Nice. But do you think the "absurd supernatural anti-logics" represent the possibility of the earnestness of these films? In other words, Lynch's last three or so films (excepting the Disney one) all had this quality of requiring the viewer to make up (or, more accurately, imaginatively elaborate suggestions of) a supernatural scenario to interpret the narrative. Is the "new" Lynch (post his conversion into a meditation advocate) trying to evoke some sort of spiritual activity or speculation on the viewer's part, using these disconnections as bait?

Ken Rumble said...

Hmm, yeah, to follow up Stan's post, but how does the spiritual activity requested in LH, MD & IE differ from the activity of Twin Peaks, for example? In that all four are pretty intensely obsessed with the question of the possible existence and potential quality of humanity's "core." Those questions seem to be pretty firmly planted in the spiritual/philosophical realm. So I dunno -- interesting to consider a way of viewing the films against the shift (?) in Lynch's spiritual practice.

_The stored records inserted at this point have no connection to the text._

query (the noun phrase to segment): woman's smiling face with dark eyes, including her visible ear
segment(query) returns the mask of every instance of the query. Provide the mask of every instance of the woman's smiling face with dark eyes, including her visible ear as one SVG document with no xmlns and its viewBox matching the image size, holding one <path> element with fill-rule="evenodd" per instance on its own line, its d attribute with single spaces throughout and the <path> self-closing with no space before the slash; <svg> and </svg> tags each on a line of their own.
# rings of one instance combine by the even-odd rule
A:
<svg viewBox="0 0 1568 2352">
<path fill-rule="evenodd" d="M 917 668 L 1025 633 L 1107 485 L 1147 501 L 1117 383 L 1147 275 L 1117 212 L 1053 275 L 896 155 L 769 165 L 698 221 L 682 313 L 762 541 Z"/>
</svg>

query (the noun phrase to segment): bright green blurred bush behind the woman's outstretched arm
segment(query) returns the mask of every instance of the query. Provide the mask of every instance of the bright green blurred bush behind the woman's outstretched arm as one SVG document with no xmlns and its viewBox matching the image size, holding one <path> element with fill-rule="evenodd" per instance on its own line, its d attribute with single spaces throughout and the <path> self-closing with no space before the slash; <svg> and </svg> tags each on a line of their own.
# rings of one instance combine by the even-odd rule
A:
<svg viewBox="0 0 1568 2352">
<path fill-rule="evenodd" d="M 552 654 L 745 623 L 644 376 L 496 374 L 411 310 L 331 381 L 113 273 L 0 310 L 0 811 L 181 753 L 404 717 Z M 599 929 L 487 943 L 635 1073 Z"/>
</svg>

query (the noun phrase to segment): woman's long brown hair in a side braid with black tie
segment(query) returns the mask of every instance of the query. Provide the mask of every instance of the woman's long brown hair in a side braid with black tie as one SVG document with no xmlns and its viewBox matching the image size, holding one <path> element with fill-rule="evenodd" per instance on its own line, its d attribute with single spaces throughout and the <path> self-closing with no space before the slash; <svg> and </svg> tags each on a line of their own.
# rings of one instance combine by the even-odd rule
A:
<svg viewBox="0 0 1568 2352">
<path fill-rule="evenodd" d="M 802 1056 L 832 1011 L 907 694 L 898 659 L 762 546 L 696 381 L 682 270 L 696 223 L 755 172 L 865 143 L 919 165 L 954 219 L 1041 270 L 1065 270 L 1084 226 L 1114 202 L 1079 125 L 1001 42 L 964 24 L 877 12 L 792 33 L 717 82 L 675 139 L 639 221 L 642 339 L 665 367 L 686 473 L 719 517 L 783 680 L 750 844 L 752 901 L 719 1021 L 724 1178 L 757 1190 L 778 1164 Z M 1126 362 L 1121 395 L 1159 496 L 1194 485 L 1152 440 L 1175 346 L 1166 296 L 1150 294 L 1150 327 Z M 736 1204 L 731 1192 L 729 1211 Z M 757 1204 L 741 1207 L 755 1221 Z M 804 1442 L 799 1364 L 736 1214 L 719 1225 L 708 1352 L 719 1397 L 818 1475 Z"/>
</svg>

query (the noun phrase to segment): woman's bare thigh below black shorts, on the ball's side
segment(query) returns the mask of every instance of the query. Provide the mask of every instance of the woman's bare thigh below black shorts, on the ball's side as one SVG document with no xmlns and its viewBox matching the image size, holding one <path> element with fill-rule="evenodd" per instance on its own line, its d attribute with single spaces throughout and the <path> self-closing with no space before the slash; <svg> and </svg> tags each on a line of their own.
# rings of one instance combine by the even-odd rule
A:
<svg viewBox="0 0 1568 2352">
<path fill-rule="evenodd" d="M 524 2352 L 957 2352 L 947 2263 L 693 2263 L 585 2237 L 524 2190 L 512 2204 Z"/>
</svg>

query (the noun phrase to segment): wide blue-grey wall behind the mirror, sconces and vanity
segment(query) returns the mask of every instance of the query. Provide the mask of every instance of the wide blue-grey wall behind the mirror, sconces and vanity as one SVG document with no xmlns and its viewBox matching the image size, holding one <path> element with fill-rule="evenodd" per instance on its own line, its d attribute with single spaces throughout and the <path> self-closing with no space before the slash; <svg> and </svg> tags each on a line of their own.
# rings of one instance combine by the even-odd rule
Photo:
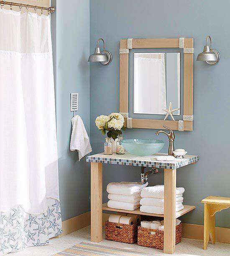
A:
<svg viewBox="0 0 230 256">
<path fill-rule="evenodd" d="M 197 164 L 177 172 L 177 186 L 186 189 L 184 203 L 197 207 L 184 215 L 183 221 L 187 223 L 203 224 L 200 200 L 204 197 L 230 197 L 227 163 L 227 146 L 230 144 L 227 134 L 230 127 L 229 8 L 228 0 L 90 0 L 90 52 L 94 51 L 97 39 L 102 37 L 113 54 L 113 61 L 107 67 L 90 64 L 90 134 L 94 153 L 103 151 L 104 142 L 104 136 L 95 127 L 95 118 L 119 111 L 120 39 L 193 37 L 195 59 L 210 34 L 213 46 L 220 51 L 220 63 L 214 67 L 194 61 L 194 131 L 176 132 L 176 148 L 200 155 Z M 154 138 L 155 132 L 131 129 L 124 135 L 126 138 Z M 158 138 L 166 141 L 164 134 Z M 164 152 L 167 152 L 167 145 Z M 107 183 L 139 181 L 140 168 L 105 165 L 103 173 L 103 201 L 106 202 Z M 163 184 L 163 178 L 161 170 L 150 178 L 150 184 Z M 216 223 L 220 227 L 230 227 L 229 212 L 219 213 Z"/>
</svg>

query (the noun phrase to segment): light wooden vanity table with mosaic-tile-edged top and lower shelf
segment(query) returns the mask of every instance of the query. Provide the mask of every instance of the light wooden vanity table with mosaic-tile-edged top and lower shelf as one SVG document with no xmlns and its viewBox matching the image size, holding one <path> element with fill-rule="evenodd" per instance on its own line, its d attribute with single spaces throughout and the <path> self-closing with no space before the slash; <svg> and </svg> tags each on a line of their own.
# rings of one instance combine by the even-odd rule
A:
<svg viewBox="0 0 230 256">
<path fill-rule="evenodd" d="M 165 155 L 157 153 L 156 155 Z M 91 162 L 91 241 L 102 240 L 102 210 L 112 212 L 127 212 L 140 215 L 157 216 L 164 218 L 164 253 L 175 251 L 175 219 L 195 209 L 195 206 L 184 205 L 184 209 L 176 212 L 176 169 L 196 163 L 199 160 L 197 155 L 185 155 L 184 159 L 175 161 L 156 161 L 152 156 L 137 156 L 125 153 L 125 155 L 105 155 L 104 153 L 87 156 L 87 162 Z M 126 211 L 107 207 L 102 204 L 102 164 L 118 164 L 146 166 L 151 168 L 164 169 L 164 215 L 140 212 L 140 209 Z M 138 169 L 136 170 L 138 171 Z M 139 170 L 141 171 L 141 170 Z M 186 188 L 185 188 L 186 189 Z"/>
</svg>

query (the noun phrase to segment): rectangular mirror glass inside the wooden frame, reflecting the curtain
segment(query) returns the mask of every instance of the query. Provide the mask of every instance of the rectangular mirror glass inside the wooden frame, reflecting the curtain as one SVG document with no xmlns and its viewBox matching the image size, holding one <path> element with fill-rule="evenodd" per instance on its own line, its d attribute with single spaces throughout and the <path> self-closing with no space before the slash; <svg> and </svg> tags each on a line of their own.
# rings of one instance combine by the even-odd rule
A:
<svg viewBox="0 0 230 256">
<path fill-rule="evenodd" d="M 180 108 L 180 53 L 134 53 L 134 114 L 166 114 Z M 179 115 L 180 110 L 174 115 Z"/>
</svg>

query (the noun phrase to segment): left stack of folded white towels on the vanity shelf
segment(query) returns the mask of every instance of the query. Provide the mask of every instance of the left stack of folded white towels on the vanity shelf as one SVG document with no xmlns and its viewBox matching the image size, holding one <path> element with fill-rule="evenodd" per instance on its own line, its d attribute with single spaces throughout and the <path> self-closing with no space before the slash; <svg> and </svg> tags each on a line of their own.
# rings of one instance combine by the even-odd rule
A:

The difference I see between TP & the others is that in TP there were forces moving from person to person that had some existence beyond the possessed (Bob.) In the trilogy, the thing that exists "outside" of the characters is, much more innocuous and unavoidable (?), narrative -- stories (and the ubiquity of particular stories) are the undoing of Lynch's characters now.

But my other question/thought, I agree that the bunnies in the TV and the audience's inaccessibility are key in the film, but I also read this film as an almost blatantly optimistic film. Terrifying, yes, and about terror, horror, etc. But as opposed to almost (?) every other Lynch film I've seen -- there is an almost happy ending to this film. And it's put together by perhaps the only scene of Lynch's in which human bodies come together in a loving and compassionate way. (Compare the earlier sex scenes in IE or anything sexual in LH to the final scene in IE.) In his other films, sex, bodies interacting always seems to be just a big fucking car-wreck -- horrifying and demented at best, the source (?) of most of his films' conflicts. And yet the end of IE ***SPOILER*** has that oddly beautiful scene where the couple and child come back together, and as I remember it, the light is pleasant and not jarring as it is in most of the film -- the scene almost completely lacks the kind of horror that pervades the rest of the film, and plus the scene is preceded by that other oddly tender scene of Dern's character dying on the sidewalk, surrounded by her "angels." (My memory of the film is a little hazy -- I saw it several months ago.) And then the final credits rolling over that also seemingly un-ironic, joyful (?) dance scene with all the characters dancing in what appears to be harmony.

So I loved the film and saw, of course, huge connections and repetitions of Lynch's other films, but the thing that surprised (and moved) me were those final scenes -- really the last thing in the world I would've expected to happen.

I'm really excited to see where he goes next.